Not sure how to use something still? Or if it does what you want it to? Google usually helps (and will usually bring you to a mostly useful answer at stackoverflow)
When you try to run an executable, the path variable is a list of locations where it will check to find the file to run. This allows you to download or write new programs/scripts and be able to call them anywhere without having to always include the full path to the file. For example, this typically includes locations like /usr/bin.
To check what is in the path, you can run 'echo \$PATH' and see a list of the directories that will be checked. You can add new directories to the list of stored paths by opening .profile in a text editor, and adding a line like this:
PATH=$PATH:newdirectorypath
After adding this, every time you start a terminal, this location will be part of the directories that will be checked for executibles.
An example for this is Ananconda. It appends the Anaconda directory to your '~/.bashrc' file.
Aliases are ways to call a set of commands that you use frequently with a short nickname. In Linux systems, these are often stored in the .bashrc file (a file that contains the settings for when you run a bash terminal) or in .profile (a file that contains settings for running shell scripts). For Macs, these are stored in .bash_profile (again, contains settings for running shell scripts, but will not be seen by shells other than bash). We can talk about them later, but useful to know they're an available tool.
~/.bashrc
fileNormally, you add aliases like e.g.
alias somename=' cd /useful/directory/for/research'
and then you can use "somename" to access to that directory.
But that is works for the current shell session. But normally you want to be able to access these aliases at any given time. So you need to add it to your ~/.bashrc file.
touch ~/.aliases
vim ~/.aliases
vim ~/.bashrc
Everytime that you start a new shell session, you will be able to use the aliases in the ~/.aliases file.
Some useful aliases for are:
alias lll='ls -lah' # Lists files and directories (including hidden ones) as a list
alias lla=lll # Same as above
alias llh='ls -lh' # Lists files and directories (only visible ones) in a human-readable format
alias llt='ls -lahtr' # Lists files based on _date of last modified_
alias LS='ls' # In case you misspell "ls"
alias sl='ls' # In case you misspell "ls"
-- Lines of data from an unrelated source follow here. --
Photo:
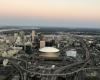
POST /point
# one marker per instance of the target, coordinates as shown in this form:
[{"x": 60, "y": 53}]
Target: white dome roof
[{"x": 49, "y": 49}]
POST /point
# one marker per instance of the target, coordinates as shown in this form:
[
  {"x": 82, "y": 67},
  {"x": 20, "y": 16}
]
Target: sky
[{"x": 50, "y": 13}]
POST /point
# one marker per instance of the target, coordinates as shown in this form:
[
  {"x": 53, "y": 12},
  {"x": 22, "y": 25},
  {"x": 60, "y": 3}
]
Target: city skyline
[{"x": 64, "y": 13}]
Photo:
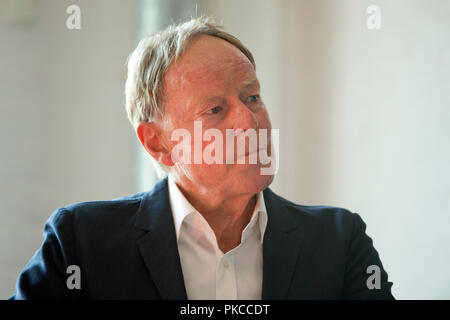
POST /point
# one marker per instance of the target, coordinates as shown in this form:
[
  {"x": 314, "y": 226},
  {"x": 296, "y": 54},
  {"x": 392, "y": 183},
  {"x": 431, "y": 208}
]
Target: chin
[{"x": 253, "y": 181}]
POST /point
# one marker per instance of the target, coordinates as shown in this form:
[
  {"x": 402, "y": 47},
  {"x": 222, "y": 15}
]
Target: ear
[{"x": 152, "y": 139}]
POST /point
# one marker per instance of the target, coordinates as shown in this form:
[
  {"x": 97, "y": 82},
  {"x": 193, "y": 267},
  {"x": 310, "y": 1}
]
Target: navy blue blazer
[{"x": 127, "y": 249}]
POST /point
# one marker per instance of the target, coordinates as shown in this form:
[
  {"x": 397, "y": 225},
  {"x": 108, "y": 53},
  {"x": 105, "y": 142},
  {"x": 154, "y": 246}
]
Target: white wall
[{"x": 64, "y": 135}]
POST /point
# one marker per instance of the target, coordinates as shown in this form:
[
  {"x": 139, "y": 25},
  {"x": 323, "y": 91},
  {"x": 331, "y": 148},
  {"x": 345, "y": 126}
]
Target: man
[{"x": 211, "y": 230}]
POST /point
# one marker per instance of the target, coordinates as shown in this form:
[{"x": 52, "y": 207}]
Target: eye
[
  {"x": 253, "y": 99},
  {"x": 214, "y": 110}
]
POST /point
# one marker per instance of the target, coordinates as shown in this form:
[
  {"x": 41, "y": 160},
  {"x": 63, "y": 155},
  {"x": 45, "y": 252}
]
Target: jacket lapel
[
  {"x": 158, "y": 246},
  {"x": 281, "y": 248}
]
alias SL=ls # In case you misspell "ls"
alias CLEAR='clear'
alias clc='clear'
alias CLC='clear'
alias en='emacs -nw' # Opens up a new "Emacs" window
alias pushd='cd -' # Returns to the previous directory
alias untar_file='tar -zxvf $1' # Untars a file to the current directory
# You can also use functions as aliases
scppics() {
scp -rp username@host.address:$1 /path/to/destination/folder
}
git_ref(){
git remote -v
git fetch upstream
git checkout master
git merge upstream/master
git merge upstream/master
}
# You can add the ssh-keys for easy access to Github, or other computers
alias skeys='ssh-add ~/.ssh/id_rsa; ssh-add ~/.ssh/personalid; ssh-add ~/.ssh/vpac; ssh-add ~/.ssh/github_vandy'
To go over some of the commands, we're going to try doing some basic operations with some bash commands. To do this, first open up a terminal window. Run one of the commands from earlier to check that you're running bash by default. If you're not, you should be able to start a bash shell by just running 'bash'.
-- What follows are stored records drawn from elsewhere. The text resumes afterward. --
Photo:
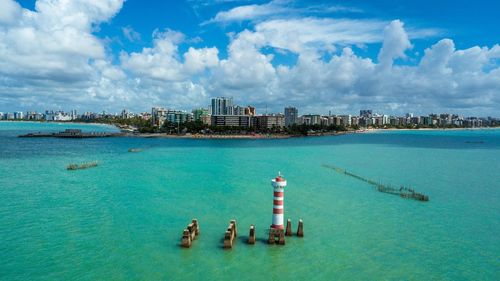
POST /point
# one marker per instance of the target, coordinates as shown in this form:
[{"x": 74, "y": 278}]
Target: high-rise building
[
  {"x": 270, "y": 121},
  {"x": 367, "y": 113},
  {"x": 125, "y": 114},
  {"x": 222, "y": 106},
  {"x": 158, "y": 116},
  {"x": 291, "y": 114},
  {"x": 250, "y": 110},
  {"x": 199, "y": 112}
]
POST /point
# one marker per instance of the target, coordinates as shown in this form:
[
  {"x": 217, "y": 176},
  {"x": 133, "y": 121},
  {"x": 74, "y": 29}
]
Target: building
[
  {"x": 238, "y": 110},
  {"x": 367, "y": 113},
  {"x": 222, "y": 106},
  {"x": 310, "y": 119},
  {"x": 125, "y": 114},
  {"x": 177, "y": 116},
  {"x": 158, "y": 116},
  {"x": 198, "y": 113},
  {"x": 231, "y": 121},
  {"x": 250, "y": 110},
  {"x": 271, "y": 121},
  {"x": 291, "y": 115},
  {"x": 346, "y": 120}
]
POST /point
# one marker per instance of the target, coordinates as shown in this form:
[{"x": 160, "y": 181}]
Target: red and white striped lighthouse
[{"x": 278, "y": 184}]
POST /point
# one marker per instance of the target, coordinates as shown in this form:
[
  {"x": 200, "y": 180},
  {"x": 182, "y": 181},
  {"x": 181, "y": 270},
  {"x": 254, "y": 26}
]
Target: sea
[{"x": 123, "y": 220}]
Now we'll set up a quick directory to play in. I'll call it compshop
mkdir compshop
And then go into this directory
cd compshop
We can quickly check to see the full path of where we are now
pwd
And we can confirm that right now the file is empty, too
ls
Because we're working with computers, we have to print this to the screen at some point....
echo Hello, World!
Since a lot of what bash is useful for is moving files around, we'll make a file to work with. We can also have echo write to a file by adding '> [filename]' at the end of the command.
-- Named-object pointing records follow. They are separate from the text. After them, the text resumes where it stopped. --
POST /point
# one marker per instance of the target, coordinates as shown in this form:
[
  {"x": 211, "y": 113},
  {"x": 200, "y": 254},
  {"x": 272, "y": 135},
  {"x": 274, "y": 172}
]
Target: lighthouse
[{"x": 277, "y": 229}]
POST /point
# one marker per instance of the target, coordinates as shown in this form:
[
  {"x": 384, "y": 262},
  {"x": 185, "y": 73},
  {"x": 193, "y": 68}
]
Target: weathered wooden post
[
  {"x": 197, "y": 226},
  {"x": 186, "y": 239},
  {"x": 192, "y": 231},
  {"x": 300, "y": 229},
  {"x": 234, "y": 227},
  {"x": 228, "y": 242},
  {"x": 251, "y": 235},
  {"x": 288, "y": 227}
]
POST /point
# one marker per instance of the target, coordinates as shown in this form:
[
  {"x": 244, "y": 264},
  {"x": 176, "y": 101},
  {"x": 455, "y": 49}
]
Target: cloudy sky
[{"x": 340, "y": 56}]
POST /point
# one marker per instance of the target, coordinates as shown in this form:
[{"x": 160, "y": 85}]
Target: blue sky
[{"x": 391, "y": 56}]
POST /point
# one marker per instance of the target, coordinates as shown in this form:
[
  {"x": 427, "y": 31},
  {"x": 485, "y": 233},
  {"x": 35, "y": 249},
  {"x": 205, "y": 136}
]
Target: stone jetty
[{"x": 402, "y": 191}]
echo Hello, World! > filegreeting
A quick check again with ls and we'll see we now have one file in the directory. We can also see that that file contains exactly what we wanted it to
head filegreeting
We can make a second copy of this file
cp filegreeting filegreeting2
Checking ls again, we now have two files. If we wanted to rename one of them, we can just use the mv command for that
mv filegreeting2 filegreetings
Check ls again, and we still have two files, but we changed the name of one of them. If we want to see more functionality about what ls can do, there's always google, but we can also check from the command line too. Try each of these:
man ls
ls --help
You'll see that they both start off with how we have to use ls, and then include a lot of information about all the different options we can run. For example, we can list all files, even those that would normally be hidden, by running this:
ls -a
If we want to see the last modification dates and file sizes of all the files, we can run
ls -l
We can even combine these two, so we see all files (even ones that might be hidden) and get their sizes, dates, etc.
ls -al
Finally, as we've tried out most of the bash commands here, we'll get rid of these two files. We can just give a list of files to be removed.
rm filegreeting filegreetings
All of these operations can get a lot more complex or sophisticated (like echo did when we had it write to a file), but these are a lot of the most common commands to show up in bash.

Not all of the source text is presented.